Peptide Fractionation with Strong Cation Exchange (SCX) Chromatography

iTRAQ-labelled peptides were fractionated by SCX chromatography using the AKTA Purifier system (GE Healthcare). The dried peptide mixture was reconstituted and acidified with buffer A (10 mM KH2PO4 in 25% of ACN, pH 3.0) and loaded onto a PolySULFOETHYL 4.6 × 100 mm column (5 µm, 200 Å, PolyLC Inc, Maryland, U.S.A.). The peptides were eluted at a flow rate of 1 ml/min with a gradient of 0–8% buffer B (500 mM KCl, 10 mM KH2PO4 in 25% of ACN, pH 3.0) for 22 min, 8–52% buffer B from 22 min to 47 min, 52–100% buffer B from 47 min to 50 min, 100% buffer B from 50 min to 58 min, and buffer B was reset to 0% after 58 min. The elution was monitored by absorbance at 214 nm, and fractions were collected every 1 min. The collected fractions were desalted on C18 Cartridges (Empore™ SPE Cartridges C18 (standard density), bed I.D. 7 mm, volume 3 ml, Sigma) and concentrated by vacuum centrifugation.

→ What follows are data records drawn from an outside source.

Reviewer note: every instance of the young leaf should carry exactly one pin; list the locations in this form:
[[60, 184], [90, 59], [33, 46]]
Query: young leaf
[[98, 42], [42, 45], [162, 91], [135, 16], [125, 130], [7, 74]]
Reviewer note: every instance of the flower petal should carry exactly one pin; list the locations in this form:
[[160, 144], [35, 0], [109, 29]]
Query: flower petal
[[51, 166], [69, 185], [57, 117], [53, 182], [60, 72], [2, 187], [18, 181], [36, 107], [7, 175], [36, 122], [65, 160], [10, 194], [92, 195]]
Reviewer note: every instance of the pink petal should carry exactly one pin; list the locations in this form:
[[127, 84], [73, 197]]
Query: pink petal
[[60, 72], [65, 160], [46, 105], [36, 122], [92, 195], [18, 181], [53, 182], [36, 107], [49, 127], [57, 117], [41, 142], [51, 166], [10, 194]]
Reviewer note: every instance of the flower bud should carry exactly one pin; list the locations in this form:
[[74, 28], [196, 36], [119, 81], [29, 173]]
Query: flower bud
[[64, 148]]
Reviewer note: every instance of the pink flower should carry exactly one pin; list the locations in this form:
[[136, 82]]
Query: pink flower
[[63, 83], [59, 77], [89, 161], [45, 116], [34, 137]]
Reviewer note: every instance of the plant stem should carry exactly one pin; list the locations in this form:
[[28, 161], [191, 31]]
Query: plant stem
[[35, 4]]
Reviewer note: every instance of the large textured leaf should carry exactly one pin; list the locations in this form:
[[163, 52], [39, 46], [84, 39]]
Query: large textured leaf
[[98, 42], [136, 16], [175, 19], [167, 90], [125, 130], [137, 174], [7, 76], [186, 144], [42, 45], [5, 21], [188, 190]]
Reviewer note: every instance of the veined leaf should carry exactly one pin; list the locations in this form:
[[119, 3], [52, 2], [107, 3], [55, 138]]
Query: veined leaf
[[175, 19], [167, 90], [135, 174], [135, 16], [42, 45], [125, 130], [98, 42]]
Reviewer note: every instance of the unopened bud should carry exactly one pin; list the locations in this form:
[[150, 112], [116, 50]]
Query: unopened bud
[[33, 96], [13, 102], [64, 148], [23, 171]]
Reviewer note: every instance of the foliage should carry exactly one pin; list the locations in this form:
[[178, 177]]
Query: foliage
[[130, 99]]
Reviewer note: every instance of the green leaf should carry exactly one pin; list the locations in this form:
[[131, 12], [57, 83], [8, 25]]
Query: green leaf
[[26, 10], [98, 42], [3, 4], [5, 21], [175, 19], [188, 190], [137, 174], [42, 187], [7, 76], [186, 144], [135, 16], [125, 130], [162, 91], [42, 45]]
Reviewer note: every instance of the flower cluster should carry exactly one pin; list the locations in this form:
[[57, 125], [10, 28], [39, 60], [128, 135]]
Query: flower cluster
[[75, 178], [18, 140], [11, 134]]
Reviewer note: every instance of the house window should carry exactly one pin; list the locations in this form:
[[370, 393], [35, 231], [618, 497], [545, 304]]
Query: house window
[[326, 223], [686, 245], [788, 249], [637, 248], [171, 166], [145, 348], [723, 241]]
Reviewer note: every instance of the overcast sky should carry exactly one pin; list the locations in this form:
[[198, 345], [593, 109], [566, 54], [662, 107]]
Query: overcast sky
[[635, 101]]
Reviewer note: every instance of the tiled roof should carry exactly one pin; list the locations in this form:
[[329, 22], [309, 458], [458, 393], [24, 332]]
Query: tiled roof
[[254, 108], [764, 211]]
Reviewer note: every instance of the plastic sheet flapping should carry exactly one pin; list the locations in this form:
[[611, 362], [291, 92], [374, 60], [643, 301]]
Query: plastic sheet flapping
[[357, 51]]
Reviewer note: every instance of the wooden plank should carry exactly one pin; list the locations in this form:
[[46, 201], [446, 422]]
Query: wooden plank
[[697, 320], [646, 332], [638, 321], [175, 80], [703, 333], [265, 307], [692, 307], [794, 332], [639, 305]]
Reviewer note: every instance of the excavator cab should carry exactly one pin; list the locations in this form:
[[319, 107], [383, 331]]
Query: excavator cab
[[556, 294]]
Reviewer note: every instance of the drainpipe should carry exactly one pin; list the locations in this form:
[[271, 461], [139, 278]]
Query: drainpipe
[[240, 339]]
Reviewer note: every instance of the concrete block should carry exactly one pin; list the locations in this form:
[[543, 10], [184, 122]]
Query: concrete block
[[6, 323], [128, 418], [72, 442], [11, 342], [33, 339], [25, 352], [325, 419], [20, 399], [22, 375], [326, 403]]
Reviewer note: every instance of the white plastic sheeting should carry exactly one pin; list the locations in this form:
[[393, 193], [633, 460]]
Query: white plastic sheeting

LC-MS/MS Analysis by Q Exactive

LC-MS/MS analysis was performed on a Q Exactive mass spectrometer (Thermo Scientific) that was coupled to Easy nLC (Proxeon Biosystems, now Thermo Fisher Scientific) for 60 min. The mass spectrometer was operated in positive ion mode. MS data was acquired by using a data-dependent top10 method dynamically choosing the most abundant precursor ions from the survey scan (300–1800 m/z) for HCD fragmentation. Automatic gain control (AGC) target was set to 3e6, and maximum inject time to 10 ms. Dynamic exclusion duration was 40.0 s. Survey scans were acquired at a resolution of 70,000 at m/z 200 and the resolution for HCD spectra was set to 17,500 at m/z 200, and isolation width was 2 m/z. Normalized collision energy was 30 eV and the underfill ratio, which specifies the minimum percentage of the target value likely to be reached at maximum fill time, was defined as 0.1%. The instrument was run with peptide recognition mode enabled.

Data analysis

SAS 9.1 software (SAS Institute, Inc., Cary, NC, USA) was used for the analysis of variance (ANOVA) of data referring to C and N distribution in this experiment. And these data are expressed as the means ± standard deviation (SD, n = 3). Differences of the means were statistically significant at α = 0.05.

Besides, to conduct proteomics analysis, MS/MS spectra were searched using MASCOT engine (Matrix Science, London, UK; version 2.2) embedded into Proteome Discoverer 1.4. Parameters were set as shown in Table 9. Database of uniprot _Oryza_sativa_168274 _ 20170123.fasta (http://www.uniprot.org) was used for proteomics analysis. All data related to this study has been public available on iProX (www.iprox.com) with ID IPX0001090000 (http://www.iprox.org/page/PDV014.html?projectId=IPX0001090000).

Table 9

Parameters setting of MASCOT engine.

Item	Value
Enzyme	Trypsin
Max Missed Cleavages	2
Fixed modifications	Carbamidomethyl (C),iTRAQ 8plex (N-term), iTRAQ 8plex (K)
Variable modifications	Oxidation (M), iTRAQ 8plex (Y)
Peptide Mass Tolerance	±20 ppm
Fragment Mass Tolerance	0.1 Da
Database	uniport _Oryza_sativa_168274 _ 20170123.fasta
Database pattern	Decoy
Peptide FDR	≤0.01
Protein Quantification	The protein ratios are calculated as the median of only unique peptides of the protein
Experimental Bias	Normalizes all peptide ratios by the median protein ratio. The median protein ratio should be 1 after the normalization.